The Fleet Finch (Fleet Model 16) is a two-seat, tandem training biplane produced by Fleet Aircraft of Fort Erie, Ontario. There were a number of variants mainly based on engine variations. Over several years beginning in 1939, a total of 447 Finches were built, nearly all (431) of them for use as elementary trainers in the British Commonwealth Air Training Plan (BCATP) during the Second World War.

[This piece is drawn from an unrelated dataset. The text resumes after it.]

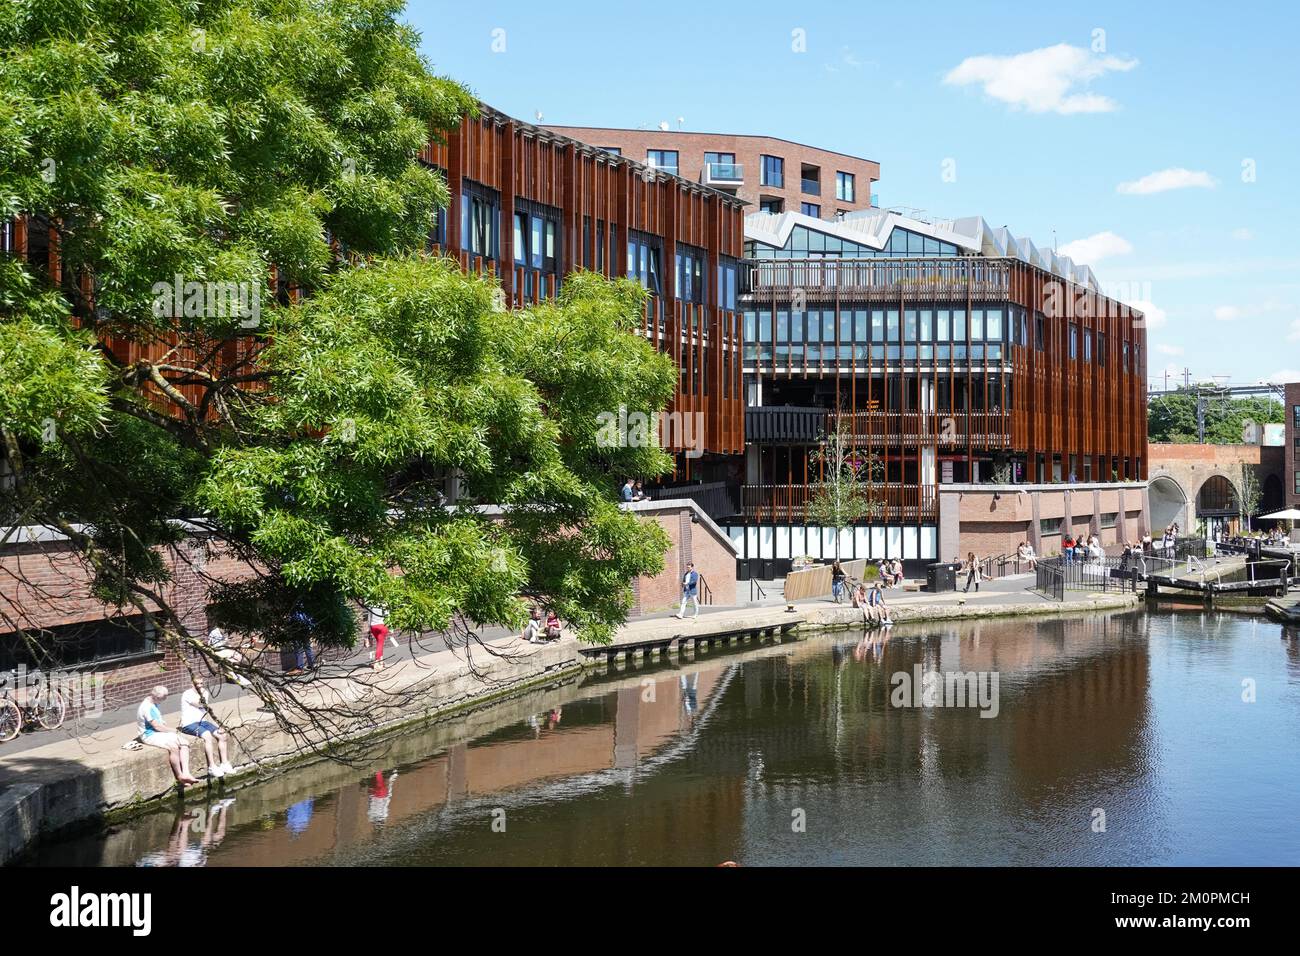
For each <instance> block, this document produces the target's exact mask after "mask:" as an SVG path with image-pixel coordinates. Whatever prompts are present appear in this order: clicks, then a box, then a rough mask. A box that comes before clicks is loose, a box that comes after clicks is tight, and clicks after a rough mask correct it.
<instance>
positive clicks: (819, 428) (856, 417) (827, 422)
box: [745, 402, 1011, 449]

The Fleet 16B Finch II was a progressive development of the original Consolidated Fleet primary trainer (Fleet 10), manufacture of which commenced in Canada by Fleet Aircraft in 1930. After a Royal Canadian Air Force (RCAF) evaluation in 1938 recommended a number of changes, a total of 431 Finch trainers were built for the RCAF between 1939 and 1941. The aircraft had conventional construction for the period with a welded steel-tube fuselage and composite metal, wood and fabric design features, with Frise ailerons, a flat-bottom airfoiled lifting tailplane and similarly "lifting airfoil" on the vertical stabilizer, cambered into an airfoil on its starboard side only, to offset the P-factor of the propeller's swirling slipstream. The RCAF acquired the aircraft type as an elementary trainer. The Fleet 16 first entered RCAF service with tandem open cockpits, but the severity of the Canadian winter necessitated the introduction of a sliding canopy at an early stage in the trainer's service career. The earlier Model 10's centre-hinged main landing gear radius rods were retained for the Model 16 series, as these centre-hinged units had replaced the "looped" left mainwheel's radius rod design that had been on the even-earlier Fleet Models 1, 2 & 7 biplanes from their own origins in November 1928.

The Finch was a mainstay of the RCAF prior to and during the early part of the Second World War, flying at the Elementary Flying Training Schools (EFTS) in parallel with the better known de Havilland Tiger Moth, also produced in Canada. The earlier Fleet Model 7 (Fleet Fawn) was also in use for primary training. During 1940, initial production problems were solved and timely deliveries were made to the RCAF, allowing the first training programs to start up. In the following year, the Portuguese Navy purchased ten Model 16Ds (ordered as 10Bs but changed to the higher powered variant) and later a further five 16Ds were delivered in 1942.